Evaluation of Stimulation Parameters

Frequency

The frequency of stimulation appears to be particularly important when attempting to maximally influence pineal gland activity. A 10 Hz frequency appears capable of eliciting temporal facilitation whilst much lower frequencies are not. This suggests higher frequency stimulation exerts a greater effect on pineal sympathetic activity compared to lower frequency stimulation. Indeed, this finding from evoked potentials appears to concur with findings investigating pineal metabolic output. Stimulation at 5–10 Hz elicits the greatest increases in AANAT activity, whilst 1–2.5 Hz stimulation elicit subdued responses (Bowers and Zigmond, 1982; Lingappa and Zigmond, 2013). Frequencies below 5 Hz seem to produce submaximal upregulation of pineal metabolism, with 1 Hz capable of downregulating AANAT activity.
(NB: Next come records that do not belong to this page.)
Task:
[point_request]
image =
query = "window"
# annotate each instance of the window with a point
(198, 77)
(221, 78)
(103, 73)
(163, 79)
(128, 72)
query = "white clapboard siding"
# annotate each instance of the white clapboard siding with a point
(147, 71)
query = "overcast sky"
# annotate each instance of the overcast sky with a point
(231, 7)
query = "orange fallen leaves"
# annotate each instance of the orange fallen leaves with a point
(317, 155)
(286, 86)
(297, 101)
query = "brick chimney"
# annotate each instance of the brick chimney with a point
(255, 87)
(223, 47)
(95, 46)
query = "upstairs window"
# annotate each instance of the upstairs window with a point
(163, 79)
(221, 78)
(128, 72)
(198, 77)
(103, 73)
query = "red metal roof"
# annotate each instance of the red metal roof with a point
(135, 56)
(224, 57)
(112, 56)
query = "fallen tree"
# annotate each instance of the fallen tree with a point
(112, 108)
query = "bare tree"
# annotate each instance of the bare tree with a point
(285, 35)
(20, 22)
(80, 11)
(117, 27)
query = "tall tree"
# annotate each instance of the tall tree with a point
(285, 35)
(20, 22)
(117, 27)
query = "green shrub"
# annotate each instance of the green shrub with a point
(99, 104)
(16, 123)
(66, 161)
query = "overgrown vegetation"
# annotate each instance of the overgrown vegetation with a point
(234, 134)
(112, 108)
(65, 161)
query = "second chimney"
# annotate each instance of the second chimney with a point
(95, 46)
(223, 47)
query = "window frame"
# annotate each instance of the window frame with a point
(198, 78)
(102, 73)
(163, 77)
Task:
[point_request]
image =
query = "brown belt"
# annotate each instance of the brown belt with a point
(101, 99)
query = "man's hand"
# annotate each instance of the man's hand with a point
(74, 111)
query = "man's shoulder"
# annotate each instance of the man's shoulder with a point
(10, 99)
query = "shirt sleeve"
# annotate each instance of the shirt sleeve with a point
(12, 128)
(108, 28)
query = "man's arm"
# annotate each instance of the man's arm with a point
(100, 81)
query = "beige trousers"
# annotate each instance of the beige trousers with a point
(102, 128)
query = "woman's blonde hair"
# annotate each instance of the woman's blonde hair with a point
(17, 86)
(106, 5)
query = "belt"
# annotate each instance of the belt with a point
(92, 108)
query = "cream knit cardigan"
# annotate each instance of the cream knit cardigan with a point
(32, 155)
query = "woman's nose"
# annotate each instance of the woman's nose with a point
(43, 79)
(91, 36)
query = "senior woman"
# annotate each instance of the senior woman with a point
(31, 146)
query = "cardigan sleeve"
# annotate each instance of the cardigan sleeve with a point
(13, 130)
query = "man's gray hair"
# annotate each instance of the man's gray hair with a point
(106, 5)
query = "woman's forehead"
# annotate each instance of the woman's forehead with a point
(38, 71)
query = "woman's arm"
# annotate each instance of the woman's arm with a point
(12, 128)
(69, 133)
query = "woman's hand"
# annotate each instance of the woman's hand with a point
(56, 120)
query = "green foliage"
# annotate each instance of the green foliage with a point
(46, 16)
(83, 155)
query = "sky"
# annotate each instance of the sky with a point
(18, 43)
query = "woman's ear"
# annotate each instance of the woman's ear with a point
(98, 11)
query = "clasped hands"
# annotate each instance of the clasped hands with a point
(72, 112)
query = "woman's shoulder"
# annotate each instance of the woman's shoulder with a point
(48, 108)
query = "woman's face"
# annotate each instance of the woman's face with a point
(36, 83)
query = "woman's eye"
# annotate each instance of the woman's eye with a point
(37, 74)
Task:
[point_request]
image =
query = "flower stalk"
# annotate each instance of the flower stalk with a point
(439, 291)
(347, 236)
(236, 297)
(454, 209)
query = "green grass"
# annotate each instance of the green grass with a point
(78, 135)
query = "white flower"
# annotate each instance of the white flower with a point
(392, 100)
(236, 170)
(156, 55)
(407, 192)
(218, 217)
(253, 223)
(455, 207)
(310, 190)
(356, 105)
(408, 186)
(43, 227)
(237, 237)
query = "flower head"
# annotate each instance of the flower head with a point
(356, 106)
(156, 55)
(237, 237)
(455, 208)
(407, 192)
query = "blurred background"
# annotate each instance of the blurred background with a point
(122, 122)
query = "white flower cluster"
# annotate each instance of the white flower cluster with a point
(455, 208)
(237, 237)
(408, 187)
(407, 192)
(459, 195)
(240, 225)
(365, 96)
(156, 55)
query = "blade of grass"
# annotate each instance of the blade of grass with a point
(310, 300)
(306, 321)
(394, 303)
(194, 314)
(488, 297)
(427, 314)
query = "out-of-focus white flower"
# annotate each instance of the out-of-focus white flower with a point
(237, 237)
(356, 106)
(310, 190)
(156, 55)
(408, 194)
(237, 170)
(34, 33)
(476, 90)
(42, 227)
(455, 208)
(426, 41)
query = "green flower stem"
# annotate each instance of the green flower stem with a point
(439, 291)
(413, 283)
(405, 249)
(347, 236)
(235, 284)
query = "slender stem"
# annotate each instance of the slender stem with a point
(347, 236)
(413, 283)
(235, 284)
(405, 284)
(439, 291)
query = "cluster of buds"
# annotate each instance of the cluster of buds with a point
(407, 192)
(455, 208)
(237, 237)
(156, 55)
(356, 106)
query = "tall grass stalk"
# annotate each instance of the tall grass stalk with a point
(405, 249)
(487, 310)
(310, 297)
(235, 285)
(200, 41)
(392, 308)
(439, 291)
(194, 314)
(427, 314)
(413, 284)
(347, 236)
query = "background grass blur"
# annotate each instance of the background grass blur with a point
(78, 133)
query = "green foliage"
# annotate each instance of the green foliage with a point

This downregulation may occur due to failure in synaptic transmission and only occur following stimulation of pre-ganglionic fibres. A few studies investigated frequencies higher than 10 Hz, however the frequency effects are unclear as the majority of the literature only specifies frequency range (i.e., 10–20 Hz). One study (Brooks et al., 1975) used a stimulation frequency of 30 Hz and successfully recorded evoked potentials in the pineal gland. This suggests higher frequencies are capable of influencing the gland electrophysiologically, however, it is unclear how this affects melatonin metabolism. Therefore, further research is required in order to examine the effects of high frequency invasive stimulation on pineal gland metabolic output.

From the reviewed studies, stimulation at 10 Hz appears to be the most efficacious frequency for invasive stimulation. Higher frequencies are more commonly used in non-invasive stimulation literature. However, detailed stimulation parameter reporting in these studies is generally poor with only half reporting the frequency of stimulation used. This means it is difficult to ascertain the effects of different stimulation paradigms in the context of non-invasive stimulation. Two studies that do report the stimulation frequency used offer conflicting results, with one indicating upregulation of melatonin levels, and the other only reporting upregulation of such levels in the presence of a β-adrenergic agonist. This could be due to differences in current used, or other experimental variables that are again, poorly defined. The evidence presented suggests non-invasive stimulation is capable of modulating pineal gland metabolic output but further studies are necessary before definite conclusions can be made on the optimal stimulation parameters to be used.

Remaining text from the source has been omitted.